棺を見送った後次々とクルーたちが解散していく中で、ミナトは直立したまま動かないでいるミゲルの姿を見つけた。
「ミゲル......大丈夫か?」
手すりを掴んで体を固定すると、ふわふわと漂っているミゲルの腕を掴んでやった。このままではどこかに漂い続けて、いつか見失いそうな、そんな不安を感じたからであった。
「え? あ、あぁ......まぁな」
そばまで引っ張ると、ありがとな、と小声で感謝しつつ、ミゲルも手すりを掴んだ。
「なぁ、お前もこんな感じだったのか......?」
何が、と言いかけて、その意味を理解したミナトは、当時のことを思い出そうと瞼を閉じた。
「凍り付いた彼女の身体を抱いた時、冷たいと思ったんだ。
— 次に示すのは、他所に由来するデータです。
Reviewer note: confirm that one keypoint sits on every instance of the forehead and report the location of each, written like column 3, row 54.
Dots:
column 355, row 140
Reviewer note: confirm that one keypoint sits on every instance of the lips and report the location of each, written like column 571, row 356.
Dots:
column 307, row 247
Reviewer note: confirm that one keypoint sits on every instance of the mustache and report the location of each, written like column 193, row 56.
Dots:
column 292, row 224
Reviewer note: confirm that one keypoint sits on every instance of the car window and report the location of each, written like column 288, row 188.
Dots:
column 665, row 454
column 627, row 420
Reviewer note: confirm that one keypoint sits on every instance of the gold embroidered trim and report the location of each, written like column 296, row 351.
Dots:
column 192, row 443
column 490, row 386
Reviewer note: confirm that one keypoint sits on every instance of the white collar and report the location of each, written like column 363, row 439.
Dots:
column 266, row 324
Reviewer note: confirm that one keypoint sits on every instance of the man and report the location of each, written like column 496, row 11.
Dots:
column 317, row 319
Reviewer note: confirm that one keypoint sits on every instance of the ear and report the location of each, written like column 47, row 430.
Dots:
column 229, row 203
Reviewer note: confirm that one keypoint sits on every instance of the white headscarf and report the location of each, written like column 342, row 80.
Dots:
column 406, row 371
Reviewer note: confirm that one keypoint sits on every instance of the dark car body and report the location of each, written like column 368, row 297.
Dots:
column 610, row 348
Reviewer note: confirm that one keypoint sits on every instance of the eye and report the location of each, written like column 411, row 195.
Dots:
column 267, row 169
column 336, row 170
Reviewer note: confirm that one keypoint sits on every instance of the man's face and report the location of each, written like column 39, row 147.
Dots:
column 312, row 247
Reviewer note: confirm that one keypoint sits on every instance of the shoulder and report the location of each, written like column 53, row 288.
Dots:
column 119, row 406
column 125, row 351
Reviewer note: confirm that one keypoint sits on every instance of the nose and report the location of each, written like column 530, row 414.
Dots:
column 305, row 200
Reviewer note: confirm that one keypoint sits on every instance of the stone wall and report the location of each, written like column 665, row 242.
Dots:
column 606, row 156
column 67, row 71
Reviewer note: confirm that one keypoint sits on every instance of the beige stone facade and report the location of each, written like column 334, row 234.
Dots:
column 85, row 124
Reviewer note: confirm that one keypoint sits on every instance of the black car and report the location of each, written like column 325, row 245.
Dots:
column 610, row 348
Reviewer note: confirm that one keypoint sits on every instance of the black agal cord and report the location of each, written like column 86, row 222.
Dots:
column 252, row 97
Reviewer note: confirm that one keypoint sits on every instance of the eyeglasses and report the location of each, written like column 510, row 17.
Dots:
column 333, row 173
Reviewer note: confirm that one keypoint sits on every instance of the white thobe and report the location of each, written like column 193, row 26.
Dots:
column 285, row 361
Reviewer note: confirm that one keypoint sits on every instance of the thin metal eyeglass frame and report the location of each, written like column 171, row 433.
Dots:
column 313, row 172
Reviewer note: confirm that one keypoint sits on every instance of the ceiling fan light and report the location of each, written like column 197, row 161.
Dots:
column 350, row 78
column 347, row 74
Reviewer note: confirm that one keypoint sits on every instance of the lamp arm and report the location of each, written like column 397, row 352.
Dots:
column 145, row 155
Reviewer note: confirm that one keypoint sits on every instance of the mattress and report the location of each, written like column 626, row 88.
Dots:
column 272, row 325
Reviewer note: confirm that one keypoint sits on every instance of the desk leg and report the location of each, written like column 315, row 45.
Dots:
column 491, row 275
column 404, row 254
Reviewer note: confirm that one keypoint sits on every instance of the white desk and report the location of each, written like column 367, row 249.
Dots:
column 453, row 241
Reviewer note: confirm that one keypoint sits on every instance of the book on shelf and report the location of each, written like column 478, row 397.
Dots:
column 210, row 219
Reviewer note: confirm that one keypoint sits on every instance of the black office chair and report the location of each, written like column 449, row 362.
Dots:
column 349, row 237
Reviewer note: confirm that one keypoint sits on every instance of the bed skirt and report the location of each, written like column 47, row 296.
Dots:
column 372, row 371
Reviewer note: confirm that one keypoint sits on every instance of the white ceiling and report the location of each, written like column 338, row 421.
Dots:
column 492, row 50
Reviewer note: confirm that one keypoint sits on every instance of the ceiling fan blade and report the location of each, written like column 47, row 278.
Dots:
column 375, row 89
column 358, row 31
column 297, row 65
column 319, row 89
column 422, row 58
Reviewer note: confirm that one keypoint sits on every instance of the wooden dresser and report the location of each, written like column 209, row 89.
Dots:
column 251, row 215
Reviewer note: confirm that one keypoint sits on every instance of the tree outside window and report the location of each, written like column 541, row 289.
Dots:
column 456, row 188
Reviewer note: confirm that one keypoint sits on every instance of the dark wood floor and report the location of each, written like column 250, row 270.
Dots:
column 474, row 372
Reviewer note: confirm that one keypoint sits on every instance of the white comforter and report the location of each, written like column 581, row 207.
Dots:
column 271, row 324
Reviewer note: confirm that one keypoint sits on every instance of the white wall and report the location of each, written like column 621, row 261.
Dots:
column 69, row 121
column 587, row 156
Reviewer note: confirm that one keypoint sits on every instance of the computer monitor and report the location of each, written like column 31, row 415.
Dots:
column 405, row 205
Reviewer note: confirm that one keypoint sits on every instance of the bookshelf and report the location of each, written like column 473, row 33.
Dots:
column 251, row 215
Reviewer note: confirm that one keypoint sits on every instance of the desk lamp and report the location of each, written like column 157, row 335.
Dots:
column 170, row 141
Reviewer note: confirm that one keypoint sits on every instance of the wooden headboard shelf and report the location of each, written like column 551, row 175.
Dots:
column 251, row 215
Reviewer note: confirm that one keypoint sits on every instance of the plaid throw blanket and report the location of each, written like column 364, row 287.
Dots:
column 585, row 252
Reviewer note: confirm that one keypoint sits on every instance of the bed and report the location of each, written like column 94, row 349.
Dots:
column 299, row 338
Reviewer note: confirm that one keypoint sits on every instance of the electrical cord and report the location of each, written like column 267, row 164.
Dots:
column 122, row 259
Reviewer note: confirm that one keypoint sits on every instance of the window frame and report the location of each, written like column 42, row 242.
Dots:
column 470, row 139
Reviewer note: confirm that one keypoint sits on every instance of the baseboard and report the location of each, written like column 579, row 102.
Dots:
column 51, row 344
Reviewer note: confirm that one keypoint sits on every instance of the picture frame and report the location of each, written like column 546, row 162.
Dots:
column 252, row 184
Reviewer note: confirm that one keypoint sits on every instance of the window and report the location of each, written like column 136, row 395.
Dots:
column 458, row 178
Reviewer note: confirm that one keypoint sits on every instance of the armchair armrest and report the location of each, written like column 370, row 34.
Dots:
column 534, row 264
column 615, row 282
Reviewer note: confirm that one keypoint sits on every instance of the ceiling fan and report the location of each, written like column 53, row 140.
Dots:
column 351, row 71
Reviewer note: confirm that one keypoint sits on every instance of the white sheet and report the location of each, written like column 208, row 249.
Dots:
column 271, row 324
ハードスーツ越しで、本当はそんなわけないのにさ、なんかこう、死ぬっていうのがこういうことなんだって、分かっちゃってさ......すごく怖かった。今でもまだ怖いと思ってるけど、動かないとどうにかなってしまいそうで、それで〈ジャッカル〉も動かせたんだよな」
確証はないけどね、と付け加えると、手すりを掴んだミゲルの手が震えているのが見て分かった。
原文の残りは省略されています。